The advantage of our later start meant we had now had the
warmth of the sunrise. The walk was now much more pleasant but, with the
decreasing oxygen was no less tiring. The pace was very slow now, we were
taking short baby steps and resting every hundred metres or so. The 360 degree view
from here with the golden hue of the morning sun, the ruggedness of the
mountain and the rest of the mountains in the range was amazing.
Finally, after a last kick for the summit we made it to
4985m and the 3rd highest of the 3 summits of Mount Kenya. The
others require some serious climbing that my “respect” (AKA fear!) of heights
will not permit me to attempt. At the top we could see the summit of
Kilimanjaro about 250 miles away in Tanzania (Amazing!) .
Something I was not expecting was a Via Ferata (http://en.wikipedia.org/wiki/Via_ferrata)

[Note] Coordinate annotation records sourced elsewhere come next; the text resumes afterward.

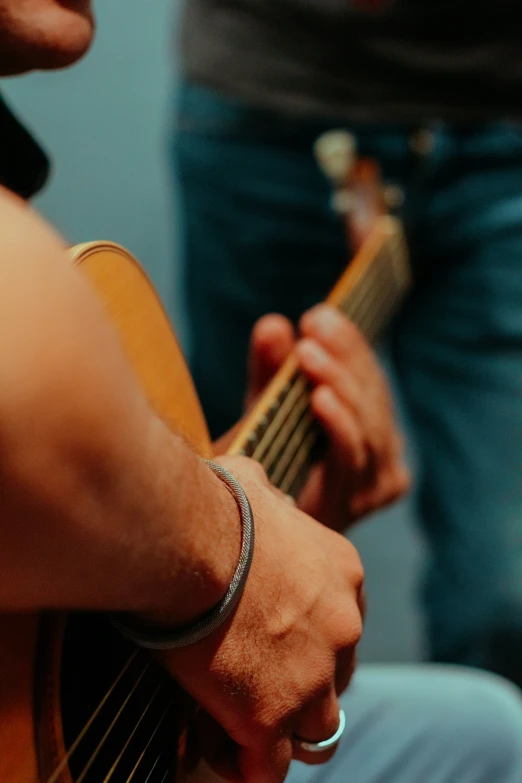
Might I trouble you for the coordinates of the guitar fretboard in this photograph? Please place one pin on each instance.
(282, 434)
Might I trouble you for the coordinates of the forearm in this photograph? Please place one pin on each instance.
(101, 506)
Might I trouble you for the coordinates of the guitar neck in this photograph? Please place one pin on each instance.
(281, 432)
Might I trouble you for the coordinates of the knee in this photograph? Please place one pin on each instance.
(494, 643)
(486, 718)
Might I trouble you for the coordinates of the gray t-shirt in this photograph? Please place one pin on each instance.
(412, 61)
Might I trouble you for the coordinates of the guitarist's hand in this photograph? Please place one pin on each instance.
(277, 667)
(363, 468)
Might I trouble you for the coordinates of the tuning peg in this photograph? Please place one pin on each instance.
(335, 153)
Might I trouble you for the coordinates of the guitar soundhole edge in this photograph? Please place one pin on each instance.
(121, 715)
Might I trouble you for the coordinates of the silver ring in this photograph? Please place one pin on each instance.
(320, 747)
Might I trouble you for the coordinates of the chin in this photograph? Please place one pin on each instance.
(55, 39)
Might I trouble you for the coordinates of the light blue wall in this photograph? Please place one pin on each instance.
(105, 123)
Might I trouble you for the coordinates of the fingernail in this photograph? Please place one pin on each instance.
(312, 354)
(327, 320)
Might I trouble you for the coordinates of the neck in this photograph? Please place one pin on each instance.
(281, 432)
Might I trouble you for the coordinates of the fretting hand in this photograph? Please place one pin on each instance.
(363, 468)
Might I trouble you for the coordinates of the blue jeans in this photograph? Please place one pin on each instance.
(260, 237)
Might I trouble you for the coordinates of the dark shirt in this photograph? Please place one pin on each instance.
(24, 167)
(414, 60)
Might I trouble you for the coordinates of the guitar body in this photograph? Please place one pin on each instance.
(55, 670)
(78, 704)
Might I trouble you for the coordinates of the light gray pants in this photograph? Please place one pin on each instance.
(425, 724)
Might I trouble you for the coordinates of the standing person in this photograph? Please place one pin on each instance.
(102, 507)
(432, 90)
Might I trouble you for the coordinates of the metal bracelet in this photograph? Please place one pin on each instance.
(165, 638)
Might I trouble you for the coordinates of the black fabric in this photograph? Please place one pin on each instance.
(413, 60)
(24, 167)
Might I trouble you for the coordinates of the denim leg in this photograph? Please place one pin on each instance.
(259, 235)
(435, 724)
(458, 348)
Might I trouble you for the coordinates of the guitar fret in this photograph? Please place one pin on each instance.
(285, 434)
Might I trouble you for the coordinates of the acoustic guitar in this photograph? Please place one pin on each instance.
(77, 703)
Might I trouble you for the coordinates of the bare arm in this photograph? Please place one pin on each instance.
(93, 511)
(102, 507)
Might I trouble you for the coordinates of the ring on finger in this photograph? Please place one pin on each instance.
(323, 745)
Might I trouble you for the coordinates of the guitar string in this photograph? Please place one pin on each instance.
(307, 441)
(281, 453)
(306, 422)
(59, 769)
(359, 291)
(152, 769)
(295, 402)
(350, 306)
(111, 727)
(67, 757)
(147, 746)
(131, 735)
(306, 425)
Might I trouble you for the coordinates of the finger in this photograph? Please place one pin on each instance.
(271, 341)
(266, 765)
(341, 426)
(338, 335)
(318, 722)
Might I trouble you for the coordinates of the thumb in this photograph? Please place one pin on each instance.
(272, 340)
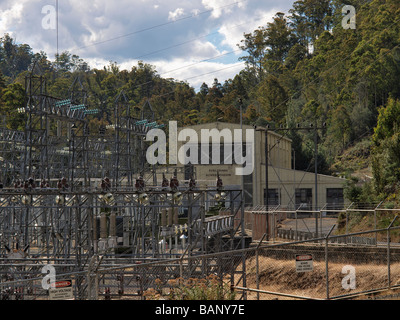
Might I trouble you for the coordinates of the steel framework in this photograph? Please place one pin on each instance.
(69, 195)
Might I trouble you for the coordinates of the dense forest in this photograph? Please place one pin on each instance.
(302, 68)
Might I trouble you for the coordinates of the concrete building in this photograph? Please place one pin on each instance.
(287, 187)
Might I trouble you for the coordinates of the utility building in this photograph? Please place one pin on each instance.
(287, 187)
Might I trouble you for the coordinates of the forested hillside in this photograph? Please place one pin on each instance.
(301, 68)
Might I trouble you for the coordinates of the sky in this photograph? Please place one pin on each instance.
(194, 41)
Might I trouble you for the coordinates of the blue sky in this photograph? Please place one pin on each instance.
(194, 41)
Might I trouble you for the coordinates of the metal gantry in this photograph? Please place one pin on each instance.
(68, 195)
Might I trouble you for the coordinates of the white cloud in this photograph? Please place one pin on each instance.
(124, 31)
(173, 15)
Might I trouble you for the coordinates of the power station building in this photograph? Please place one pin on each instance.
(287, 187)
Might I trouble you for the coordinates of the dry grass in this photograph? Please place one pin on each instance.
(281, 276)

on the descent across the glacier. Again my fear of heights came to the fore!
We traversed the glacier and climbed down rock faces using the metal wire fixed
to the rock and the occasional metal rung steps. Significantly easier and safer
than if it was not there but that did not stop my Elvis style leg wobbles at a
couple of more precarious moments!! Finally off the snow, we descended in the
sun down scree slopes towards lunch. During this walk Mohamud explained how far
the glacier had retreated over the last 10 years – scary!! At that rate it will
be gone in the next 10!
By 1pm we made it to the lunch stop and had caught up with
the advance group. Lunch was very welcome, although I was still feeling slightly
nauseous from the altitude. I could not eat as much as I should have. We were
all very tired after the early start and negotiated a 1 hour sleep stop on the
bunks in the hut before setting off in the now rapidly fading visibility down
the remaining 3 hours hike.
The mist gave way to rain and the predicted 3 hours turned
out to be wildly optimistic. We finally made it to out night stop by 6pm after
14 hours walking(less a couple for sleep and food). The worst part was the last
2 hours were in heavy rain and sleet. We had been lucky up until then and it
could have been a lot worse if it had rained in the morning. However, our final
hut had a raging log fire to welcome us and we soon forgot the rain as we
warmed up. In the evening I had got my appetite back and had a feast before
falling into an exhausted deep sleep at 8.30.